企業向けのサービスはいくつかありますが、個人またはSOHO向けの製品は皆無です。

SymantecのWebページにもClass1(https://www.symantec.com/ja/jp/pki-class-cert/)の個人向け電子証明書の紹介があり、試用版のURLが掲載されていますが、すでに米国Symantecのサービスは終了していることを告知するページへリンクされています。
つまり、需要も少ないため、Webサイトを直していないことが考えられます。

Android用標準GMailアプリがS/MIMEに対応していない場合がある

スマートフォンを使ったことが無いので分からないのですが、標準のメールアプリがS/MIMEに対応していないようです。
Google Playで900円くらいで買えるアプリを導入するしか無いのでしょうか。

手順が煩雑で使っている人が少ない

個人向けの証明書取得のため、わざわざ米国のIdenTrustを使うことになり、電子証明書とメールの秘密鍵を作成するのに手間がかかったことから、ここまでして電子署名を使う意味があるのか? と思われても仕方がありません。

スマートフォン単体では証明書が取得できない

スマートフォンでのメールのやりとりを暗号化したくても、パソコンを持っていなければ証明書を取得できません。
証明書の取得はFireFoxでできますが、iOS用のFireFoxでは不可能でした。
パソコンすら持っていない人もいるので、スマートフォンだけでも電子証明書を取得できるようになって欲しいです。

コストパフォーマンスに難あり?

企業向けの証明書になると、年間6〜15万円かかります。果たしてそれが安いのか高いのか。
企業が抱えるリスクがそこまで大きければ、安いのかもしれませんが、大抵の企業はなりすましメールのリスクが高く見積もられていないようで、コストに見合わないと考えるでしょう。

仮に会社の顧客情報が漏洩したと仮定します。

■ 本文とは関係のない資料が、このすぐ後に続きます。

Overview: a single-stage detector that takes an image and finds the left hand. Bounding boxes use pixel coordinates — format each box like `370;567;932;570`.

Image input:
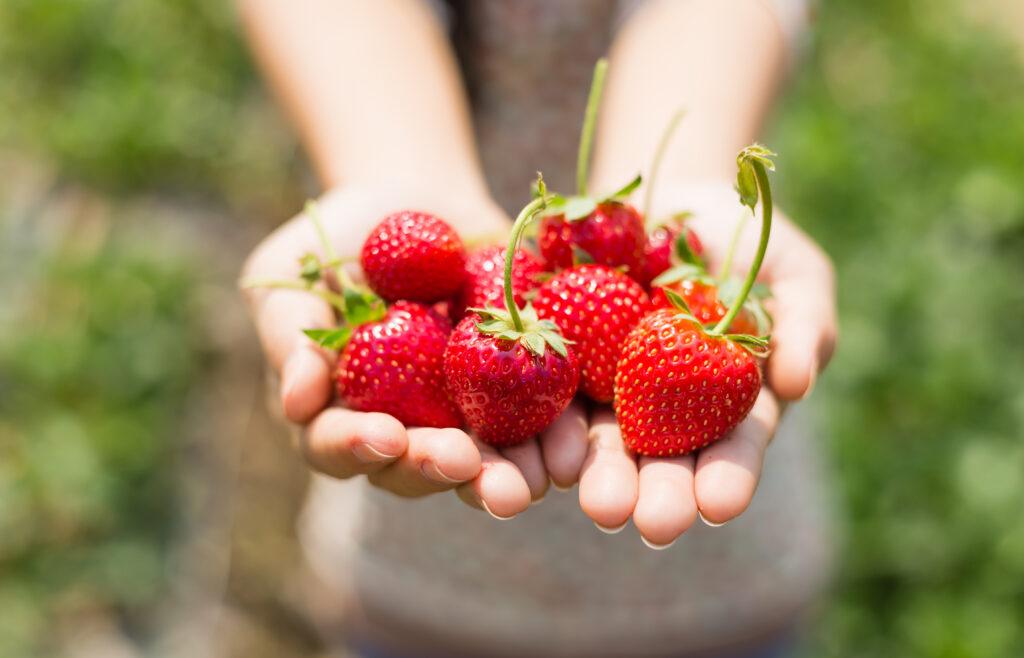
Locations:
545;184;837;549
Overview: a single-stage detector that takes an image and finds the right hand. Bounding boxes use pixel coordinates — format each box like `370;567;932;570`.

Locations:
242;186;587;518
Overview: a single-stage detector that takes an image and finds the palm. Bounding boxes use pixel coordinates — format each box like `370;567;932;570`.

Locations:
568;186;836;546
244;187;565;518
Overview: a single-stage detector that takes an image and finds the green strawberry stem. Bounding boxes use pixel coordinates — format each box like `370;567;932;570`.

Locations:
577;57;608;196
505;193;548;332
242;278;345;313
305;201;364;292
643;108;686;230
711;147;772;336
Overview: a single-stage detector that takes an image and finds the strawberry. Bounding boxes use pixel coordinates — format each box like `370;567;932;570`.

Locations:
247;202;462;427
637;222;703;288
451;246;544;317
538;201;645;276
444;307;580;447
336;302;462;428
359;211;466;303
538;59;646;276
650;278;761;335
534;265;650;402
444;179;580;446
615;308;761;456
614;144;774;456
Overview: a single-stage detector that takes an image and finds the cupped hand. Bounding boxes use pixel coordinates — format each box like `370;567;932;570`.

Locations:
563;183;837;549
242;186;586;518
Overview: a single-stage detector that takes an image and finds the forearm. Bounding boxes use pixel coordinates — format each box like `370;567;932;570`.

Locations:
592;0;785;190
239;0;485;194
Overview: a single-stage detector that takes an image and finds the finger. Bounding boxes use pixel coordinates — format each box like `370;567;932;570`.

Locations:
254;290;336;424
501;439;550;502
580;407;638;532
633;455;697;550
767;247;837;400
693;389;779;524
457;441;530;521
541;401;589;489
370;428;480;497
300;407;409;478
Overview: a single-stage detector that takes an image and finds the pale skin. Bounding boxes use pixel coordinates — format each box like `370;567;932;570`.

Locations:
240;0;836;546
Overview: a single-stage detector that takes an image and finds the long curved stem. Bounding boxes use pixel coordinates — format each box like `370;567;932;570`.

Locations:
305;201;359;291
505;194;547;332
643;109;686;230
577;57;608;196
711;160;772;336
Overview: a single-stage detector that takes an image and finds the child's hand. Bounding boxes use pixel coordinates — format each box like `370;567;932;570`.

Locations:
566;185;836;546
243;187;586;518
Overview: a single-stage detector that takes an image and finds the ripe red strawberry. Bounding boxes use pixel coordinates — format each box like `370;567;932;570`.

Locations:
336;302;462;427
538;201;646;277
444;178;580;446
451;246;544;318
359;211;466;302
637;222;703;288
534;265;650;402
444;307;580;447
614;144;773;456
650;278;761;336
615;308;761;456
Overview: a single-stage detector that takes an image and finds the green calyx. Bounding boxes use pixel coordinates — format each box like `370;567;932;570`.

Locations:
469;304;570;357
663;288;771;358
243;201;387;350
534;174;643;222
469;173;568;357
711;144;775;336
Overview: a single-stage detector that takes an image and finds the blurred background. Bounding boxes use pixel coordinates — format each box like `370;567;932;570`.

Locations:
0;0;1024;658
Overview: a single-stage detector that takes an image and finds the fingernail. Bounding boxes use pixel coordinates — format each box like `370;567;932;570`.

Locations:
352;443;397;464
594;519;630;534
420;459;460;484
800;356;818;400
697;510;726;528
281;352;299;400
640;535;676;551
480;498;515;521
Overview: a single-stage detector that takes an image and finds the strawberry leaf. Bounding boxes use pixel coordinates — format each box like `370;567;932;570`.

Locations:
562;196;597;222
302;326;352;350
342;288;387;326
675;229;705;269
520;334;547;356
662;288;693;315
650;263;711;286
541;331;569;357
725;334;771;358
572;245;594;265
718;276;743;307
601;174;643;202
736;161;758;210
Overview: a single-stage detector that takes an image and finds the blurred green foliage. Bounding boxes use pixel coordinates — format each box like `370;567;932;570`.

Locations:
0;0;1024;658
0;224;204;657
770;0;1024;658
0;0;298;215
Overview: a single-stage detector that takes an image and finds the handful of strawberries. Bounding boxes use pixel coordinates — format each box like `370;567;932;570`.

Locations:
253;60;773;456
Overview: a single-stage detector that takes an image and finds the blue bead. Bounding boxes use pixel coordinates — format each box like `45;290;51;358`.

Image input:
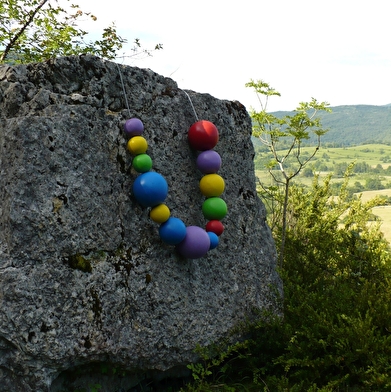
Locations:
208;231;219;249
159;218;186;245
133;172;168;207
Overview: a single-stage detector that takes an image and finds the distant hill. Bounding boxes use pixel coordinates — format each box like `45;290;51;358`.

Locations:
273;104;391;147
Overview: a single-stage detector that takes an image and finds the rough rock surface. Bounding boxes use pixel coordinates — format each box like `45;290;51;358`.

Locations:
0;56;281;392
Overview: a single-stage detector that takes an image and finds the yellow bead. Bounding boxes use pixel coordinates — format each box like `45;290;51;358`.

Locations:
127;136;148;155
149;204;170;223
200;174;225;197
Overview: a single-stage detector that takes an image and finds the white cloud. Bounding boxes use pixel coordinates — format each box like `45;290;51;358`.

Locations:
79;0;391;110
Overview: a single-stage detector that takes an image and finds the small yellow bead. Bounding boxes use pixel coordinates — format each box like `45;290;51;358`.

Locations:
127;136;148;155
149;204;171;223
200;174;225;197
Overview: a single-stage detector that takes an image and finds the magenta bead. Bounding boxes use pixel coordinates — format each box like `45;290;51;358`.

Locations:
176;226;210;259
197;150;221;174
124;117;144;138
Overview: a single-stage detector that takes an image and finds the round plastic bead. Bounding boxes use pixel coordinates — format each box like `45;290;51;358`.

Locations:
205;220;224;236
202;197;227;220
200;174;225;197
133;172;168;207
132;154;152;173
196;150;221;174
149;204;171;223
207;231;219;250
124;117;144;137
159;218;187;245
127;136;148;155
176;226;210;259
187;120;219;151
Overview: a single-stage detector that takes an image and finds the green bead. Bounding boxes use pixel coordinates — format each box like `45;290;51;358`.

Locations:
202;197;227;220
132;154;152;173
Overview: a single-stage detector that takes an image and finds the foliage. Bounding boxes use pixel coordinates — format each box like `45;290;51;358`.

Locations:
181;341;248;392
246;80;330;268
0;0;161;64
272;105;391;147
248;173;391;391
185;167;391;392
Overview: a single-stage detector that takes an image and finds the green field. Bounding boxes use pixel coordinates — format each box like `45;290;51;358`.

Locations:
255;144;391;243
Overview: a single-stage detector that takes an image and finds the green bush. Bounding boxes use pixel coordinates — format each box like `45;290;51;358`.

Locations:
185;174;391;392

顧客情報を盗んだ組織がその会社を騙ったフィッシング詐欺メールを顧客に送りつけ、顧客に架空請求などの被害を与えます。もし普段から会社が顧客に電子署名を行っているならば、フィッシング詐欺メールに電子署名はつかないことから、顧客はあれ? と思うわけです。そこで架空請求による被害が減少するはずです。

そのフィッシングメールは、顧客にとってはその会社のメールであると信じていますので、会社にだまされてしまったと感じるでしょう。そうして失った顧客の信頼は、取り戻すことはできません。